For Ramirez, this story has a happy ending. He leaves the game with a clear conscience, and as David Ortiz stated recently after getting the news, "As a player, I think he (Ramirez) did what he was supposed to do". Ortiz spoke volumes with this sentence. Manny DID do what he was supposed to do-he cheated. He leaves the game admired by his fans, tons of money in the bank, and a beautiful wife and children with plenty of time to live the rest of his life in peace, happiness and prosperity.
But one need look no further than the tragic tale of Mario Encarnación, a baseball prospect who came up with Miguel Tejada from the impoverished town of Bani, Dominican Republic to see the dark side lurking beside the blinding success. Tejada was the one who made it, fame and fortune becoming a reality for him despite the fact that not only has he been implicated in steroid use, he was also involved in a birth certificate scam that put his age over what was originally thought by two years.
Mario Encarnación, hapless victim of the Dominican baseball/steroid connection-
What is the fine line here? Tejada may never have made the major leagues if scouts knew his real age, and he went on to become a six time all-star and an AL MVP winner. Where was Encarnación during all this? He was already gone by the year 2005. He was found dead in front of his refrigerator with the door still open, suspended earlier that year for testing positive for steroids while playing in the Chinese league.
Mario Encarnación imitating the batting stance of Julio Franco as Miguel Tejada looks on-
His career never panned out in the majors, unlike Tejada, who went on to become a six time all-star and the MVP of the AL in 2002. It was Tejada who paid the freight charges to have his friend's body sent back to their hometown because no one else in Encarnación's family could afford it. Mario died thousands of miles away from his native land in Taiwan and even farther away from realizing his dream of becoming a successful big leaguer.

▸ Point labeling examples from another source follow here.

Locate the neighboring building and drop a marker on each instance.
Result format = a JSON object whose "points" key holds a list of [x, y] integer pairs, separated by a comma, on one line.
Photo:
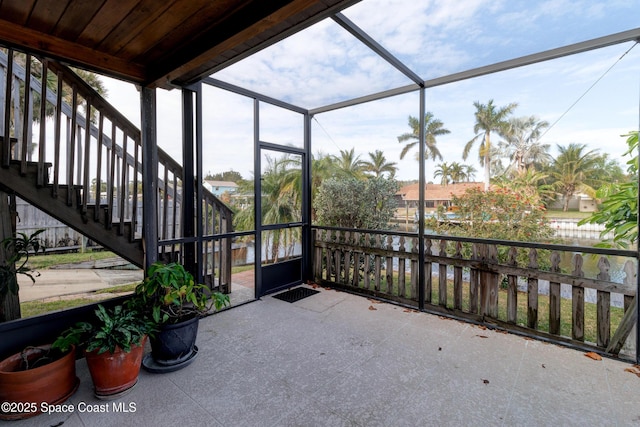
{"points": [[220, 187], [435, 194], [578, 202]]}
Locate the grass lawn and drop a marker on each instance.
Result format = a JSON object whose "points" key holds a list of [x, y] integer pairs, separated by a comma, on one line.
{"points": [[590, 309], [44, 261]]}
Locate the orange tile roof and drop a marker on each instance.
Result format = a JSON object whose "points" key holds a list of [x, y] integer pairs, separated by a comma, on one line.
{"points": [[438, 192]]}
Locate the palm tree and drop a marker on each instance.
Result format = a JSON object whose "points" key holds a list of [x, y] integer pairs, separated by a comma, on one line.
{"points": [[443, 170], [522, 145], [489, 119], [571, 169], [469, 173], [432, 128], [530, 184], [378, 164], [348, 164]]}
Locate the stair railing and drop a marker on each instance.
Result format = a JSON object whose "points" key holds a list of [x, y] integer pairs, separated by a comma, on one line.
{"points": [[98, 160]]}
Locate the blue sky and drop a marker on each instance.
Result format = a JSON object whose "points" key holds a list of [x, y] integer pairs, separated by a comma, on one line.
{"points": [[325, 64]]}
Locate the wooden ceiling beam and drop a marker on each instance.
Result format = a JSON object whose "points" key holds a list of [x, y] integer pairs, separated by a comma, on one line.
{"points": [[73, 53]]}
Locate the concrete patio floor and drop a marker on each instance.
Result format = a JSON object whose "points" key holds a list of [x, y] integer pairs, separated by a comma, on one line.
{"points": [[335, 359]]}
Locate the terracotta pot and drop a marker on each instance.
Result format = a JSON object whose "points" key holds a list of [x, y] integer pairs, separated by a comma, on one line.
{"points": [[51, 383], [114, 374]]}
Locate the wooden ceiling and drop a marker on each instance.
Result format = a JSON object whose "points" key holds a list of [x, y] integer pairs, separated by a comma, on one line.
{"points": [[155, 43]]}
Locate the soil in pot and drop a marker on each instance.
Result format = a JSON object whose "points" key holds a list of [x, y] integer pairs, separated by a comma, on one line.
{"points": [[36, 375], [114, 374]]}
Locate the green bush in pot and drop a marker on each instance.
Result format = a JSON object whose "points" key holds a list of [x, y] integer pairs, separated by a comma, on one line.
{"points": [[113, 345], [172, 298]]}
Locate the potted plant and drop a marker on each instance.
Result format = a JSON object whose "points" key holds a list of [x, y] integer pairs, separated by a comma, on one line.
{"points": [[14, 257], [175, 302], [42, 371], [113, 345], [34, 377]]}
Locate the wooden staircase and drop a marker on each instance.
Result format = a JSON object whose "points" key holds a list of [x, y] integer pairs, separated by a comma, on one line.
{"points": [[87, 170], [93, 223]]}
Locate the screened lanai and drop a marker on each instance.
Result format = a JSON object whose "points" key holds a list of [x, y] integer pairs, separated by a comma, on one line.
{"points": [[350, 83]]}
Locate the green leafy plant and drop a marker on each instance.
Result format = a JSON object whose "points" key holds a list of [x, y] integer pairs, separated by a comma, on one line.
{"points": [[619, 209], [18, 249], [171, 294], [122, 326]]}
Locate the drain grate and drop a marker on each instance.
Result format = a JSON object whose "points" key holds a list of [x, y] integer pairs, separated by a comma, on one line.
{"points": [[295, 294]]}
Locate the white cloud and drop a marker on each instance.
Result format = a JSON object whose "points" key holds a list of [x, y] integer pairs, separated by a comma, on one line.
{"points": [[325, 64]]}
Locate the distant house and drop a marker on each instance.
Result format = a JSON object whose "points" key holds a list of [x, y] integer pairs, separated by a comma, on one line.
{"points": [[220, 187], [578, 202], [435, 194]]}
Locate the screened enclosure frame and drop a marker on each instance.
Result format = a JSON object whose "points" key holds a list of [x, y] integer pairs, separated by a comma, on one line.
{"points": [[420, 85]]}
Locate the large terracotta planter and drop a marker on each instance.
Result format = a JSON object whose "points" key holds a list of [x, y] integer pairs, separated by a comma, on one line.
{"points": [[114, 374], [51, 383]]}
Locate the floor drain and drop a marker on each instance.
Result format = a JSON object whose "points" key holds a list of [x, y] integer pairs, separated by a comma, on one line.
{"points": [[295, 294]]}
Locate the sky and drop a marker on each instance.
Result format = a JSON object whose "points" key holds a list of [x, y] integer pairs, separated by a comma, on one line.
{"points": [[590, 98]]}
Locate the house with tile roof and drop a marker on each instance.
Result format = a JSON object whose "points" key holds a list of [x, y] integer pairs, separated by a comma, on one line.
{"points": [[435, 194]]}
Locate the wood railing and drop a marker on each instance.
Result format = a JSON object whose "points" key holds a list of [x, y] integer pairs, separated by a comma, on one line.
{"points": [[91, 155], [582, 296]]}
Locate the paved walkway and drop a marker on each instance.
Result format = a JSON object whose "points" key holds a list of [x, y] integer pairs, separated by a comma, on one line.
{"points": [[335, 359], [60, 282]]}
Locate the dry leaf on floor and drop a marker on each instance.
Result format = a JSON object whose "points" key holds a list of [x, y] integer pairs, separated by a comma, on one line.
{"points": [[635, 369], [594, 356]]}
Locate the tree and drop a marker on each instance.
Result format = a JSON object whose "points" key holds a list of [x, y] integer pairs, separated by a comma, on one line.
{"points": [[347, 164], [522, 145], [489, 119], [444, 171], [469, 173], [496, 214], [230, 175], [432, 128], [571, 170], [353, 203], [378, 164], [529, 183], [619, 209]]}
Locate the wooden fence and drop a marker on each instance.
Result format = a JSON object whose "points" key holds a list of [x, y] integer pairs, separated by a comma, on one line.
{"points": [[582, 296]]}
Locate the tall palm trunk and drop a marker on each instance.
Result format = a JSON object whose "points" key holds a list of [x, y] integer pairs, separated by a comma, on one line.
{"points": [[487, 162]]}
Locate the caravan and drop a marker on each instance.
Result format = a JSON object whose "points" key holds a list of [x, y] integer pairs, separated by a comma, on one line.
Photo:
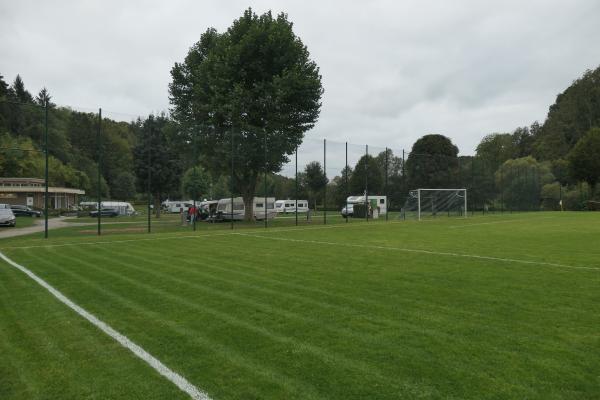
{"points": [[289, 206], [121, 207], [177, 206], [378, 205], [224, 211]]}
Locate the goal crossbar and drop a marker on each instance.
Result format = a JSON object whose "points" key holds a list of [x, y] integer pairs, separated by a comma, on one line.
{"points": [[441, 203]]}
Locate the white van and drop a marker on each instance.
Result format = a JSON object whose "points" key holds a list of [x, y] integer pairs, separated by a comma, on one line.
{"points": [[224, 208], [176, 206], [289, 206], [122, 207]]}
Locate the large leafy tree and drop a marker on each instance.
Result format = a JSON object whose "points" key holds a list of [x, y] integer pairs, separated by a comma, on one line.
{"points": [[520, 182], [584, 159], [432, 162], [253, 82], [315, 180], [154, 152], [195, 183], [367, 174], [575, 112]]}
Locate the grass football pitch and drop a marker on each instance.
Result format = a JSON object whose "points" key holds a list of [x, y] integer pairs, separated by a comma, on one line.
{"points": [[495, 307]]}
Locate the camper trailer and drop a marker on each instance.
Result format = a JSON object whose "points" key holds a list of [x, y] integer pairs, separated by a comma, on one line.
{"points": [[122, 207], [289, 206], [224, 211], [208, 209], [378, 205], [177, 206]]}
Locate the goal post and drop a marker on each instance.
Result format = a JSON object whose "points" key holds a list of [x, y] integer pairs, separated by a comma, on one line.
{"points": [[422, 203]]}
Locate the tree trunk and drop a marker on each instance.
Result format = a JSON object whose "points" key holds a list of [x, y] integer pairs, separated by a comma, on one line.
{"points": [[157, 204]]}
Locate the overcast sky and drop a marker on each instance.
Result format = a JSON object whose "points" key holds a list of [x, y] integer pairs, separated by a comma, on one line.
{"points": [[392, 70]]}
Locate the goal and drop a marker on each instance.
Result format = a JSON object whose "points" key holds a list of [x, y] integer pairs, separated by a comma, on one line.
{"points": [[423, 203]]}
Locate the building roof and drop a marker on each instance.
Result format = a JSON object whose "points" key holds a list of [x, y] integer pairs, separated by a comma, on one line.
{"points": [[32, 185]]}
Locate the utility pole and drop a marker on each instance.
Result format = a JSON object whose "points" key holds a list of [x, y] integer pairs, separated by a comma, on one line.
{"points": [[46, 172], [99, 171]]}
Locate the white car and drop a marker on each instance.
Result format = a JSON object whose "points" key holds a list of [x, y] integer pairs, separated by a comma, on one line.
{"points": [[7, 218]]}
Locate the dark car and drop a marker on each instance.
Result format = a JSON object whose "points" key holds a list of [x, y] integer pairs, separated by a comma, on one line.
{"points": [[24, 210], [105, 212]]}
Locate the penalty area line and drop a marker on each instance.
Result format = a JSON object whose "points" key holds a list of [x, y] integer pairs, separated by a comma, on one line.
{"points": [[419, 251], [178, 380]]}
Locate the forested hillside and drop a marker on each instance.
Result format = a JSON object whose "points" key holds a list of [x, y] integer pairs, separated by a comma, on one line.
{"points": [[530, 168]]}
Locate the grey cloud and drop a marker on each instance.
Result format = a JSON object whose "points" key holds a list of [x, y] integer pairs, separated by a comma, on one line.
{"points": [[392, 71]]}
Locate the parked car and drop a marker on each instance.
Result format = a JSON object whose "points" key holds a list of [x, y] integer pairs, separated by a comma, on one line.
{"points": [[105, 212], [7, 218], [24, 210], [348, 211]]}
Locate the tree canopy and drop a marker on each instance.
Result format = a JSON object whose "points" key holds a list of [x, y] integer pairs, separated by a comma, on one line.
{"points": [[584, 159], [575, 112], [251, 85], [432, 162]]}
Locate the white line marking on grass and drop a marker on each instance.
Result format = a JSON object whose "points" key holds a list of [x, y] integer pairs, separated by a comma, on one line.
{"points": [[181, 236], [174, 377], [439, 253]]}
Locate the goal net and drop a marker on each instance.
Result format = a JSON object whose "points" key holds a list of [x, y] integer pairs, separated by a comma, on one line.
{"points": [[428, 203]]}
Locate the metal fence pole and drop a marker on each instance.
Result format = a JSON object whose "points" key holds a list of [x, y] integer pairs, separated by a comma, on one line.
{"points": [[99, 216], [386, 188], [367, 182], [149, 186], [296, 196], [325, 189], [405, 187], [265, 205], [46, 171], [231, 184], [195, 193], [347, 188]]}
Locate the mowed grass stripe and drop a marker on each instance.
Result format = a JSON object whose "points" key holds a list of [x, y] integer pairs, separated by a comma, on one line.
{"points": [[281, 342], [48, 351], [399, 314], [150, 254], [448, 328], [282, 337], [165, 331]]}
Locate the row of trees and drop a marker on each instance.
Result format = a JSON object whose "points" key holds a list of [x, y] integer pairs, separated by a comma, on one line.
{"points": [[253, 91]]}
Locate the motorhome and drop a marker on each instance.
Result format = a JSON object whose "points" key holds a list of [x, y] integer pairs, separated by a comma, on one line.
{"points": [[122, 207], [378, 204], [289, 206], [208, 209], [177, 206], [224, 211]]}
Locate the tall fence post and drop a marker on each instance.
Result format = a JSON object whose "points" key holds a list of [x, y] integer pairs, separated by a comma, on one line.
{"points": [[405, 186], [347, 188], [99, 216], [195, 192], [265, 205], [149, 184], [367, 182], [296, 182], [46, 171], [386, 187], [231, 183], [325, 189]]}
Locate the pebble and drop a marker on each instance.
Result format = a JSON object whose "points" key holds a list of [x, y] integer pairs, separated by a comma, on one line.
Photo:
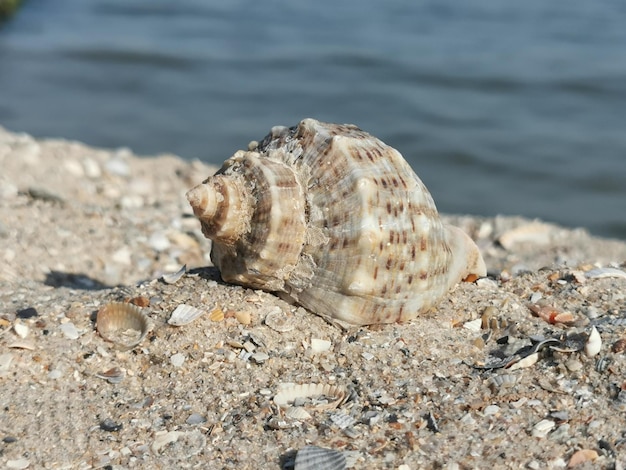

Miguel Tejada (far left) at the Oakland A's Dominican facility, 1993.
Encarnación had stated during his failed odyssey to the major leagues that "I am the great hope of my family. You always feel the pressure but God gives you courage.". Let's take a moment to remember this poor young man, who died way too young chasing a dream that so many in his family counted on that never materialized, and juxtapose it with that of Miguel Tejada, who cheated every way he could to make it, and did.
I'll leave you with a photo of Mario's older sister doing laundry in the home he was raised in. The look on her face and the surroundings makes any caption useless to describe what life is like for these aspiring ballplayers in the Dominican Republic. It is also a sad indictment of the whole meat-grinding apparatus that "Beisbol" has become in this country, which produces big-league ballplayers that many know about, and so many others that don't make it whom everyone forgets (click on the photo to enlarge).
If you lived like this, would YOU cheat to make it? Yes, you would. But there are costs on either side of the success/failure spectrum that must be paid once the check comes due. Let us not forget that in the end, the Devil always gets his due. It is as true for Manny Ramirez and Miguel Tejada as it was for Mario Ecarnación. May he rest in peace.